Conspicuous by its absence was the Ontario Hospital Association and the Ontario Medical Association, which had lobbied for the exemption alongside a major malpractice insurance company.

To read the full transcripts, go to: http://www.ontla.on.ca/web/committee-proceedings/committee_transcripts_details.do?locale=en&Date=2011-04-21&ParlCommID=8858&BillID=2475&Business=&DocumentID=25696#P56_3174

Hospitals warned to ‘cleanse’ files before 2012

There are further signs that by the time hospitals are subject to Freedom of Information legislation in 2012, what’s left to get won’t be worth the effort.

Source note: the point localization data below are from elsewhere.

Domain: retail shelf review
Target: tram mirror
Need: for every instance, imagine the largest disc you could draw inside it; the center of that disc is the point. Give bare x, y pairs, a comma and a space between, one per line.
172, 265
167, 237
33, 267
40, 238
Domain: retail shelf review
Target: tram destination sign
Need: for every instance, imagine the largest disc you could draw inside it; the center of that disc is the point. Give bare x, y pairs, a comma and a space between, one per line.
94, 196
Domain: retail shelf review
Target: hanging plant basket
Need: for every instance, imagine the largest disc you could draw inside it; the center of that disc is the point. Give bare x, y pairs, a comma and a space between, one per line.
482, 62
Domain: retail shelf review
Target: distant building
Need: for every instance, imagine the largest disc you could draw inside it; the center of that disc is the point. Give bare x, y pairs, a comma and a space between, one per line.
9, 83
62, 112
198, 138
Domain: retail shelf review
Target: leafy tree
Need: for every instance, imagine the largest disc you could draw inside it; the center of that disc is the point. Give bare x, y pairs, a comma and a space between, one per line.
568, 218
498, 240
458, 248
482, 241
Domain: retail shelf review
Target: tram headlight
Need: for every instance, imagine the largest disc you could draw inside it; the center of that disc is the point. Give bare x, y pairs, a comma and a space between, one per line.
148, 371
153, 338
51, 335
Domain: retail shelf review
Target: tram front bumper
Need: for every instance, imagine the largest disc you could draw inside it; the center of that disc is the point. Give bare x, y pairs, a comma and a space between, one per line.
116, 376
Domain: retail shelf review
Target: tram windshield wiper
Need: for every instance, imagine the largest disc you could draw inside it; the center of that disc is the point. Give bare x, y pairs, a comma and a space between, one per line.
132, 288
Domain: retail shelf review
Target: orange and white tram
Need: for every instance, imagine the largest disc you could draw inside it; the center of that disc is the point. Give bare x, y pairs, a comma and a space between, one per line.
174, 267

 The London Free Press reports that hospitals are being warned to “cleanse” their files of anything that might embarrass them before the public gets the right to access it come January 2012.

The warnings come from Toronto-based law firm Osler, Hoskin & Harcourt. Many hospitals across Ontarioare on OH&H’s client list.

“I was astounded at the language,” Ann Cavoukian,Ontario’s Information and Privacy Commissioner, told the newspaper. “Just using the word ‘cleansing’ is highly inappropriate. It suggests shredding, eliminating, hiding – getting rid of material before the end of the year.”

 Health Minister Deb Matthews said she expects hospitals to “embrace the spirit” of the legislation.

 However, while this is taking place, the province itself has slipped an amendment into the budget bill that will exclude hospitals form divulging “information provided to, or records prepared by, a hospital committee for the purposes of evaluating the quality of health care and directly related programs and services provided by the hospital.”